Ottawa devrait-il « séparer » la minorité francophone des Anglo-Québécois?
Avec la Loi sur les langues officielles en plein processus de refonte, est-ce qu’il serait temps pour le gouvernement Trudeau de séparer les minorités francophones du pays des Anglo-Québécois? C’est ce que suggère notamment le gouvernement du Québec, le Bloc Québécois, des experts et en partie les autres partis de l’opposition, qui trouvent injuste de mettre ces deux groupes linguistiques sous un même pied d’égalité.
La semaine précédente, le gouvernement du Québec a fait part d’amendements qu’il jugeait nécessaires au projet de loi libéral. Dans ce document, la ministre québécoise Sonia Lebel propose de « tenir compte de la situation linguistique particulière et unique du Québec », tout en tenant compte des « réalités particulières et propres aux communautés francophones et acadiennes et celles propres à la communauté québécoise d’expression anglaise ».
« Nous reconnaissons que le français est la seule langue minoritaire au Canada » – Ginette Petitpas Taylor, ministre des Langues officielles
La ministre des Relations canadiennes et de la Francophonie canadienne propose notamment de retirer la mention de promotion de l’anglais à une partie de la Loi pour faire mention seulement de la promotion du français et des minorités. « Puisque des deux langues officielles, c’est le français qui, en raison de sa situation minoritaire, doit être promu », écrit-on dans le document qu’a obtenu ONFR+.
Dans l’actuelle loi du gouvernement Trudeau, la mention « minorités francophones et anglophones » est répétée à près d’une dizaine de reprises. Pourtant, ces deux groupes minoritaires sont réunis alors qu’ils ont des défis complètement différents, selon les experts.
« Les anglophones au Québec sont clairement bien protégés, ils ont plusieurs institutions : des hôpitaux et plusieurs universités. On le voit par les chiffres que le nombre d’allophones et de parlants anglais augmentent. Ce n’est pas là que le bât blesse », note Martin Meunier, professeur et titulaire de la Chaire de recherche Québec, francophonie canadienne et mutations culturelles à l’Université d’Ottawa.
Et de poursuivre : « Quand on regarde la situation des francophones hors Québec, elle n’est pas réjouissante. Le nombre de locuteurs reste pareil, mais la proportion des francophones par rapport aux anglophones diminue. Je pense que c’est là qu’il y a quelque chose à distinguer. »

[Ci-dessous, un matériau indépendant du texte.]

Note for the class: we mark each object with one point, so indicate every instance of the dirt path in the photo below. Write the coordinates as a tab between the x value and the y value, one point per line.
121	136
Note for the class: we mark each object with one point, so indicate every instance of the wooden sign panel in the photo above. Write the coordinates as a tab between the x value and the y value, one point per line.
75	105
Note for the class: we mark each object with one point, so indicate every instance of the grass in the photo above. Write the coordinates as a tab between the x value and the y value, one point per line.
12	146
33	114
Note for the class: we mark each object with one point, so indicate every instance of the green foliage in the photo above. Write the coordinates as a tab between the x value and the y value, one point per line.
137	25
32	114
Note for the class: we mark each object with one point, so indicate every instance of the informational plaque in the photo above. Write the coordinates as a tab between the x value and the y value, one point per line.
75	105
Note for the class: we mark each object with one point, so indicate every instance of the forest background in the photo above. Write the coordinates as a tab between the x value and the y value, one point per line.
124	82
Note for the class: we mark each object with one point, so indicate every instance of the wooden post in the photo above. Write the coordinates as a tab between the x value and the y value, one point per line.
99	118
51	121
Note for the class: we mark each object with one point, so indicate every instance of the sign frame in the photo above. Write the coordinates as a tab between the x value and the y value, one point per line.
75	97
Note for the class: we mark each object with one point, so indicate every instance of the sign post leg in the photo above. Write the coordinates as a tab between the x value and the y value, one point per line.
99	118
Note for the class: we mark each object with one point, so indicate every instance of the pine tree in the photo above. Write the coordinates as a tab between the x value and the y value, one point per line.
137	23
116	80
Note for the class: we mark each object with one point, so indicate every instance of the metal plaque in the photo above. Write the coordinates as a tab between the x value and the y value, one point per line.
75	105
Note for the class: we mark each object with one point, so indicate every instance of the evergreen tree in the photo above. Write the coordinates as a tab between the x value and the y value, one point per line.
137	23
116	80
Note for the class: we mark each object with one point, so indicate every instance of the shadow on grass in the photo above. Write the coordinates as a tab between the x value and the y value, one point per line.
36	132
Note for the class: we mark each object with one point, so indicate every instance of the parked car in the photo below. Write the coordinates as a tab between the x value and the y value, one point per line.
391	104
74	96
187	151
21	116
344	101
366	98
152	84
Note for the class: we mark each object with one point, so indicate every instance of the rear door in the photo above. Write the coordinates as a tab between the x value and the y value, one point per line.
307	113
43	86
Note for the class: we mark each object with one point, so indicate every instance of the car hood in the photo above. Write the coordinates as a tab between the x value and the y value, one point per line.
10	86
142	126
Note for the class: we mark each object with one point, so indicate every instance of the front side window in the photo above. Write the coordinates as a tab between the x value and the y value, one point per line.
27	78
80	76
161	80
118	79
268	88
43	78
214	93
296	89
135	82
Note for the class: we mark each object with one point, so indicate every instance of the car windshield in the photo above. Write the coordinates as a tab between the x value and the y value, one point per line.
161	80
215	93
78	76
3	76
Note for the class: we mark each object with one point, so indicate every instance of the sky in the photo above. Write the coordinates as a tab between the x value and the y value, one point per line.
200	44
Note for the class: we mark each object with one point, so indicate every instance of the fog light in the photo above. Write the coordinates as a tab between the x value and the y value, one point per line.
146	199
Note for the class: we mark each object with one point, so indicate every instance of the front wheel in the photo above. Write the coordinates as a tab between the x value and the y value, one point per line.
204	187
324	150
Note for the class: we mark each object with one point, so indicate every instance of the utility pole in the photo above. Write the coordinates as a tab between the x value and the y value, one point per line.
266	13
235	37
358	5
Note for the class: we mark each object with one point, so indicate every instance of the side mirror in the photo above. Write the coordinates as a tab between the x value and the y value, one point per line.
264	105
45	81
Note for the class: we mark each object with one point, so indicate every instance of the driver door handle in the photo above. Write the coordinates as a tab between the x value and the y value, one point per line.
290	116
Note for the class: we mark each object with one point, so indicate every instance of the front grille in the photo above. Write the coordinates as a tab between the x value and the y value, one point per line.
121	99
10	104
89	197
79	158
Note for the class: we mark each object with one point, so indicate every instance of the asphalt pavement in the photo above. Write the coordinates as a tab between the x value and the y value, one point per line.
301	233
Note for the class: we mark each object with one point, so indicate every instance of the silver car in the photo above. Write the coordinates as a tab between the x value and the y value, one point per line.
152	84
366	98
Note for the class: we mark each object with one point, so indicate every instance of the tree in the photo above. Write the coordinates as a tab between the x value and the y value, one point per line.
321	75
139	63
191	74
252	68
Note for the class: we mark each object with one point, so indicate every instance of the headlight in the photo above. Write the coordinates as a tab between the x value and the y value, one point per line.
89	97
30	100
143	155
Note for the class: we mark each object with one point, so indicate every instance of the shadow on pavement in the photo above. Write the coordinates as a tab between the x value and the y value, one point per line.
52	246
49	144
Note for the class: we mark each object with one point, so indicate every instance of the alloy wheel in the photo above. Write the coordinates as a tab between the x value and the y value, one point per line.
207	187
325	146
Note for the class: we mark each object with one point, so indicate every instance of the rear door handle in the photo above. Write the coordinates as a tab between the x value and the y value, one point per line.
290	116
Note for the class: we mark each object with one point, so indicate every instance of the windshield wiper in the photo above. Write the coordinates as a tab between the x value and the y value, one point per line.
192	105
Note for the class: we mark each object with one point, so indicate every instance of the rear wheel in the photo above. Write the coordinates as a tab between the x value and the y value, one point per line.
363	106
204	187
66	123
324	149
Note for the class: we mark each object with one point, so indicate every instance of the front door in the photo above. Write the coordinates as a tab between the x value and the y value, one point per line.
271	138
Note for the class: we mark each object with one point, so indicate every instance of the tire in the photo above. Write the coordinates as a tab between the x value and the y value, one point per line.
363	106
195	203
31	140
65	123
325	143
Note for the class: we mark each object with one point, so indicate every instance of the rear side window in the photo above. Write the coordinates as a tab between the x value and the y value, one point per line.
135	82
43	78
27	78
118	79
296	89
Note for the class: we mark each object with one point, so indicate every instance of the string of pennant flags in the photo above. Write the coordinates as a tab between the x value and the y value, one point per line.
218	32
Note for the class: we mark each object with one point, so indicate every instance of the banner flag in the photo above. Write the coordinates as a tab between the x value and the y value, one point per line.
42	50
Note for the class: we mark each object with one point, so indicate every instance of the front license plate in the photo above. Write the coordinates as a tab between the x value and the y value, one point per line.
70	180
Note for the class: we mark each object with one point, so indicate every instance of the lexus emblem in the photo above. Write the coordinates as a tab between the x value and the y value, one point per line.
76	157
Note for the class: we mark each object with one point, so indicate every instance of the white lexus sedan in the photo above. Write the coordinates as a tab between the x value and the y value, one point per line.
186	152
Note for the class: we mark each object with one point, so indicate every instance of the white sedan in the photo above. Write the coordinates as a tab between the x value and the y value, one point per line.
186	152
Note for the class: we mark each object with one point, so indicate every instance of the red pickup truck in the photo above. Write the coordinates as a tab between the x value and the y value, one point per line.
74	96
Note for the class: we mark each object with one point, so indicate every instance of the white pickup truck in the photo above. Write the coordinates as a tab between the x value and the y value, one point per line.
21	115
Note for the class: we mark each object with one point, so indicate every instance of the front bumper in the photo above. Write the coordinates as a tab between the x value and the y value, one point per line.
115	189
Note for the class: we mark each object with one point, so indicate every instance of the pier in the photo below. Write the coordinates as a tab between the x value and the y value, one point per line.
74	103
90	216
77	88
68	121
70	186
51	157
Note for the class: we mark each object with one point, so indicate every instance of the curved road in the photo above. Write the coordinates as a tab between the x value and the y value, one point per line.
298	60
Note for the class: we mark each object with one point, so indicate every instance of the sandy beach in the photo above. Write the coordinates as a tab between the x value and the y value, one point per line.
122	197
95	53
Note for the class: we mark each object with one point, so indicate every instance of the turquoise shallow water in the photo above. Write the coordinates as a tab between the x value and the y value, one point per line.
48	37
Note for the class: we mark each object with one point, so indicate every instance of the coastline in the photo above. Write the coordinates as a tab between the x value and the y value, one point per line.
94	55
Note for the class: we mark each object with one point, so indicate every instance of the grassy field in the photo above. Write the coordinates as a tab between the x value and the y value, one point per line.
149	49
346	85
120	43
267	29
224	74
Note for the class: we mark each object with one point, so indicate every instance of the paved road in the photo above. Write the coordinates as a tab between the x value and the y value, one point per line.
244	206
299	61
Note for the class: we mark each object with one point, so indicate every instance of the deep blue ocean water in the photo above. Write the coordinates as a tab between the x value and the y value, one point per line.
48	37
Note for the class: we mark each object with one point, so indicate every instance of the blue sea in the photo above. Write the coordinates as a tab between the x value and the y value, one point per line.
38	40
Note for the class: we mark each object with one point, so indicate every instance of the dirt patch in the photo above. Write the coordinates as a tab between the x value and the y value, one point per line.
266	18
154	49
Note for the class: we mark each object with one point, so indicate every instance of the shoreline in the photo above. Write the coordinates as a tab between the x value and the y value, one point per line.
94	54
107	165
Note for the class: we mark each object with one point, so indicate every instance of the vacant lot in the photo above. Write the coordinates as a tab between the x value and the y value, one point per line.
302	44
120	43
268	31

Reconnaître l’inégalité avec les anglo-québécois
La refonte de cette loi présentée par Mélanie Joly en juin 2021 est morte au feuilleton avec le déclenchement des élections. Cette mouture reconnaissait un principe d’asymétrie, soit le fait qu’il fallait faire plus d’effort pour protéger le français. L’actuel projet de loi retire ce principe d’asymétrie, un gain pour les anglophones du Québec qui avaient milité contre.
Mais la ministre des Langues officielles Ginette Petitpas Taylor rappelle un des principes clés de son projet de loi : « Nous reconnaissons que le français est la seule langue minoritaire au Canada », dit-elle, évoquant avoir un objectif commun avec le Québec, soit de mettre fin au déclin de la langue de Molière.
Pourquoi ne pas alors inscrire la distinction entre les deux groupes linguistiques dans la Loi, ce qui n’est pas le cas actuellement? « Je comprends exactement que la situation n’est pas la même (entre les francophones hors Québec et anglophones du Québec). Mais comme ministre des Langues officielles, c’est quand même mon rôle de s’assurer qu’on va tout faire pour protéger nos communautés en situation minoritaires », tempère-t-elle.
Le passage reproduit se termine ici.